Is the crowd raising a legitimate complaint?  Apparently so.  Solomon had worked his own people like slaves.  Resentment is still festering. 

So this is Rehoboam’s opportunity to define his approach to leadership.  What kind of ruler will the new king choose to be? 

His first move is to stall for more time:  “Go away for three days and then come back to me.”  The king decides to consult the elders who had faithfully served his father. “How would you advise me to answer these people?”  You get the feeling these elders are thrilled to be asked.  “If today you will be a servant to these people and serve them and give them a favorable answer, they will always be your servants.”

Note that the word “servant” appears twice in their counsel.  You be aservant to them, and they will be servants to you

That’s the essence of servant leadership.  Jesus was modeling it when he said, “The Son of Man did not come to be served, but to serve, and to give his life as a ransom for many” (Mark 10:45).

Given the choice, we’d all love to be managed by a servant leader. 

A servant leader pays close attention to what we need; intentionally invests in our personal development; credits us when our new ideas move things forward; honors us with public thanks and a generous share of the rewards.  Servant leadership isn’t a means of manipulating people – being good to others so they will be good to us in return.  A servant leader’s bottom line is to serve people for their own sake.  The elders of Israel know that if these civilians are treated well, they will almost certainly choose to be loyal subjects. 

But Rehoboam flunks Servant Leadership 101.  He chooses to consult with “the young men who had grown up with him and were serving him. ‘What is your advice?  How should we answer these people?’”

Who exactly are these guys?  They appear to be Rehoboam’s frat brothers.  They are his entourage, the young men who haven’t yet had to get a real job, because their job has always been to ensure that Solomon’s number one son feels great about himself.  They are his Yes Men. 

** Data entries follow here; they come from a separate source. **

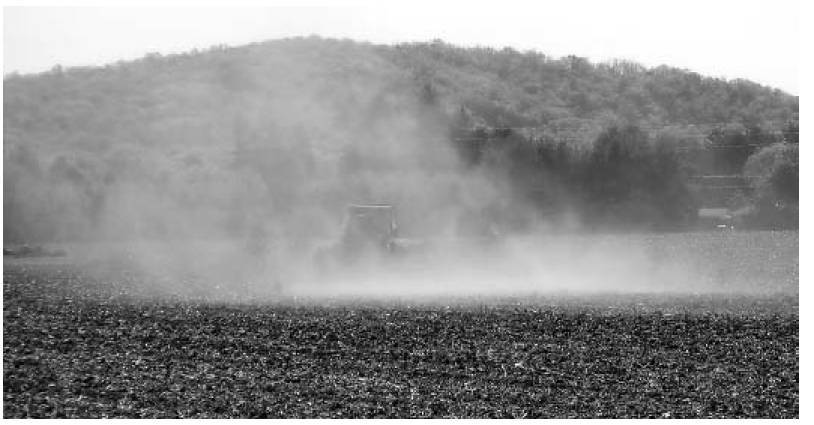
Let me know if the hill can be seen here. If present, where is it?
[3,37,799,242]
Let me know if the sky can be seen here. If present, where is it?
[3,0,800,95]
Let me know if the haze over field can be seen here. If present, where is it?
[4,37,798,299]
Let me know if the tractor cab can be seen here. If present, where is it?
[342,204,398,252]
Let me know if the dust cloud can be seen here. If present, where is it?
[9,44,796,302]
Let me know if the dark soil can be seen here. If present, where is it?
[3,264,799,418]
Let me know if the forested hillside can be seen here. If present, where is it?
[3,37,799,242]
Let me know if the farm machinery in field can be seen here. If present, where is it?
[316,204,425,268]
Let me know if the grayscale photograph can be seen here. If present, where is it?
[2,0,804,419]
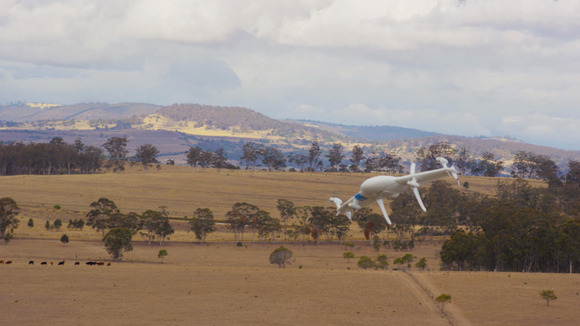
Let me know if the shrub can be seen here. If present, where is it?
[435,293,451,313]
[157,249,167,263]
[540,290,558,307]
[342,251,354,259]
[270,247,292,268]
[415,257,427,271]
[357,256,375,269]
[376,254,389,270]
[373,235,383,251]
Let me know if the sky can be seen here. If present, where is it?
[0,0,580,150]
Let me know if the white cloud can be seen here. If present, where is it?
[0,0,580,149]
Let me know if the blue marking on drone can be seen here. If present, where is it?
[354,193,368,201]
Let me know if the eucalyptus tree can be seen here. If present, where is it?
[189,208,217,242]
[135,144,159,171]
[0,197,20,241]
[276,199,296,240]
[85,197,119,236]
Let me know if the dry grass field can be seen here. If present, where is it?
[0,166,580,325]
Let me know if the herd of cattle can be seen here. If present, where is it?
[0,260,111,266]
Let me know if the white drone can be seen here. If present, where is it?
[330,157,459,225]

They answer, “Tell these people who have said to you, ‘Your father put a heavy yoke on us, but make our yoke lighter’ – tell them, ‘My little finger is thicker than my father’s waist.  My father laid on you a heavy yoke; I will make it even heavier.”

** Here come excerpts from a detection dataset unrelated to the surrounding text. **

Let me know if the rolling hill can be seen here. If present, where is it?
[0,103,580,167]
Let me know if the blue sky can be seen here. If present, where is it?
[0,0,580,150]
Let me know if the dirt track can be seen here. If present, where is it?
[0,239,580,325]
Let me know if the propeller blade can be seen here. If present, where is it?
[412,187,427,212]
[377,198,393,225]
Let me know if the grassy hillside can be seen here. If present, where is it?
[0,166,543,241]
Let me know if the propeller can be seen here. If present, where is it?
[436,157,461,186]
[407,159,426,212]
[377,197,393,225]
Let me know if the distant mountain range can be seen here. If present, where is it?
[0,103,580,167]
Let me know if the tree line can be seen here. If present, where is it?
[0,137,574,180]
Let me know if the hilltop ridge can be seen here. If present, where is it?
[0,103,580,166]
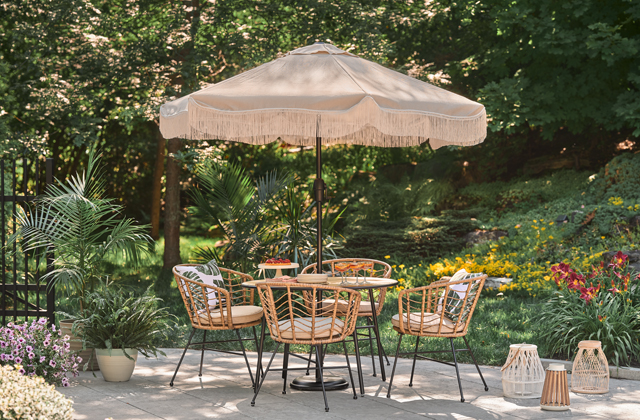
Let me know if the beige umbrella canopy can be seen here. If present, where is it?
[160,42,487,267]
[160,43,487,149]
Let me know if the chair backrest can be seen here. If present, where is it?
[301,258,391,279]
[398,273,487,337]
[257,282,361,345]
[172,264,254,329]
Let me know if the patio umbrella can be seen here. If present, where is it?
[160,43,487,267]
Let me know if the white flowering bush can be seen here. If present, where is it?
[0,365,73,420]
[0,318,82,387]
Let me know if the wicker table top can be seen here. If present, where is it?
[242,277,398,290]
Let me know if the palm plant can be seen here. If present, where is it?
[9,151,153,312]
[190,159,291,272]
[276,186,346,267]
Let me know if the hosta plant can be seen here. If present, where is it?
[537,252,640,366]
[0,318,82,387]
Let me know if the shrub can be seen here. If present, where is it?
[65,285,172,364]
[0,318,82,387]
[0,366,73,420]
[537,252,640,366]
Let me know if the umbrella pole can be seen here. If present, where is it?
[313,137,324,273]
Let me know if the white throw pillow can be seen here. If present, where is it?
[176,260,224,307]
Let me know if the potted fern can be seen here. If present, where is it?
[70,287,175,382]
[10,150,153,370]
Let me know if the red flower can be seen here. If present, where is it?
[609,251,629,268]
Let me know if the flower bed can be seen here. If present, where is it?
[0,318,82,386]
[536,252,640,366]
[0,365,73,420]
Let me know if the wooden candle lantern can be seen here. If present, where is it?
[540,363,570,411]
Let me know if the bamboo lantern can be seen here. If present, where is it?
[571,340,609,394]
[540,363,571,411]
[502,343,544,398]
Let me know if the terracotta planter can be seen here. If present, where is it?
[96,349,138,382]
[60,319,100,370]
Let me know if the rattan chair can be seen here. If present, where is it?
[169,264,263,388]
[387,274,489,402]
[251,283,361,411]
[301,258,391,376]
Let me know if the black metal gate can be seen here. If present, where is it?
[0,158,55,325]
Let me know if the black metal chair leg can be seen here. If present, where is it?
[253,317,267,391]
[353,330,364,395]
[305,346,313,375]
[282,343,289,394]
[251,343,280,407]
[462,335,489,391]
[387,334,404,398]
[449,338,464,402]
[169,328,196,386]
[316,346,329,411]
[198,330,207,376]
[236,330,256,388]
[409,336,420,386]
[367,317,378,377]
[342,341,358,400]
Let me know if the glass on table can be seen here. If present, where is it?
[362,262,373,283]
[334,263,350,284]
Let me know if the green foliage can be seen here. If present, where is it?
[71,284,174,363]
[191,159,290,271]
[344,216,476,262]
[9,152,152,309]
[536,254,640,366]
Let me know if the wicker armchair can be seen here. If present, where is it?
[169,264,263,387]
[251,283,361,411]
[301,258,391,378]
[387,274,489,402]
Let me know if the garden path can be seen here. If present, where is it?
[60,349,640,420]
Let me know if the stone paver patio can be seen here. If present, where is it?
[61,349,640,420]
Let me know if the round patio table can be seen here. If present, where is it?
[242,277,398,395]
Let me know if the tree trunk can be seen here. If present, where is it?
[151,129,166,240]
[162,138,182,270]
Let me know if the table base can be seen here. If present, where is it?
[289,375,349,391]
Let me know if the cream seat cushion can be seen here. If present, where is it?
[199,305,262,325]
[322,299,378,314]
[278,317,344,340]
[391,312,464,333]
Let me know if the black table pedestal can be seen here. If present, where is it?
[289,374,349,391]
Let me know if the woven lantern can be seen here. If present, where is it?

Now, that’s how to throw your weight around.  If they don’t like it you just tell them, “Keep up that crying and I’ll give you something to really cry about.”

Rehoboam the immature leader concludes, “It’s good to be the king.”  He chooses not to serve the people.  And the nation of Israel comes undone, tragically cleaving into rival kingdoms that will never reconcile.

Our defining moments can be more redemptive.  We can be servant parents.  Servant neighbors.  Servant co-workers. 

If you’ve ever wondered how you might make a positive difference over the course of the next 24 hours, choosing to serve the people you meet today is a splendid place to start.